Ananias que era gago.
Zk –
Você chegou a viajar muito no trem da Madeira Mamoré?
Nézio
Guimarães – No trem não! Viajava muito de Litorina fazendo pagamento dos
ferroviários ao longo da ferrovia, de Porto Velho a Guajará Mirim, era eu um
guarda armado e o Afonso Johnson que era o motorista. Parava em todo acampamento,
o pernoite era na Vila de Abunã, de manhã cedinho, a viagem prosseguia até
chegar no ponto final que era Guajará.
Zk –
Vocês não temiam ser assaltado ao levar tanto dinheiro na litorina?
Nézio
Guimarães – Se fosse hoje, só iria se fosse acompanhado de pelo menos cinco
policiais armados com metralhadora, naquele tempo não tinha perigo nenhum.
Zk –
E os índios não atacavam?
Nézio
Guimarães – Um cara falou pra mim: Nézio quando um índio se aproximar com arco
e flecha, dando a impressão que vai atacar, pede pro guarda pegar o revolver e
fingir que está limpando que tudo vai ficar bem. Isso aconteceu de verdade, um
índio baixinho mal encarado, chegou ameaçando e o guarda usou a tática ensinada
por aquele cara que não lembro o nome e deu certo, o índio baixou a flecha e
ficou nosso camarada.
Zk –
Vamos aos dias atuais. Você já tinha visto uma cheia como esta que está
acontecendo agora no Rio Madeira?
Nézio
Guimarães – Nunca! Essa foi a primeira enchente que chegou na oficina da
Madeira Mamoré, outro dia discuti com um senhor que queria que eu acreditasse
que em outros tempos o rio já tinha chegado nessa marca de hoje. Eu disse pra
ele, olha rapaz, eu nasci e me criei aqui e nunca vi nada disso, posso lhe
fazer uma pergunta? Pode! O senhor sabe onde ficava a Fábrica de Gelo da
Madeira Mamoré?
Zk –
E ele?
Nézio
Guimarães – Olhou pra mim e respondeu: A Estrada nunca teve fábrica de gelo!

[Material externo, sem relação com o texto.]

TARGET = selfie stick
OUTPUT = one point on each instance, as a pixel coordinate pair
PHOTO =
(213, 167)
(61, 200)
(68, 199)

Respondi, teve fábrica de gelo e ficava ali na beira do Rio entre a garagem das
litorinas e esse armazém que a Marinha tomou conta. Bem ao lado tinha um pé de
Fruta Pão.
Zk –
Quais eram os meios de transportes utilizados pela Madeira Mamoré além do trem?
Nézio
Guimarães – Tinha litorina que funcionava com motor idêntico ao de carro comum,
tinha a Calamazu que era um carro menor, também como motor de automóvel e tinha
uma composição que a gente chamava de “automóvel” que era maior que a litorina
e corria mais, tinha até caixa de marcha, além de ser confortável. Além desses
que eram motorizados, tinha a cegonha, o carrinho e o trole que eram acionados
manualmente.
Zk –
Quem foi a sua esposa?:
Nézio
Guimarães – Amazonita Cândida Souza Guimarães. Tivemos três filhos Humberto,
Homero e Heleno que é o caçula.
Zk –
O jogo que você não esquece?
Nézio
Guimarães – Numa das excussões a Bolívia pelo time do Nacional, na volta o seu
Arantes me procurou para saber se a gente aceitava fazer um jogo com o time
dele que era o Fronteira de Guajará Mirim, falamos com o tenente Armando que
era o chefe da delegação e ele autorizou.
Resultado, ganhamos de Doze a Zero eu fiz Oito Gols.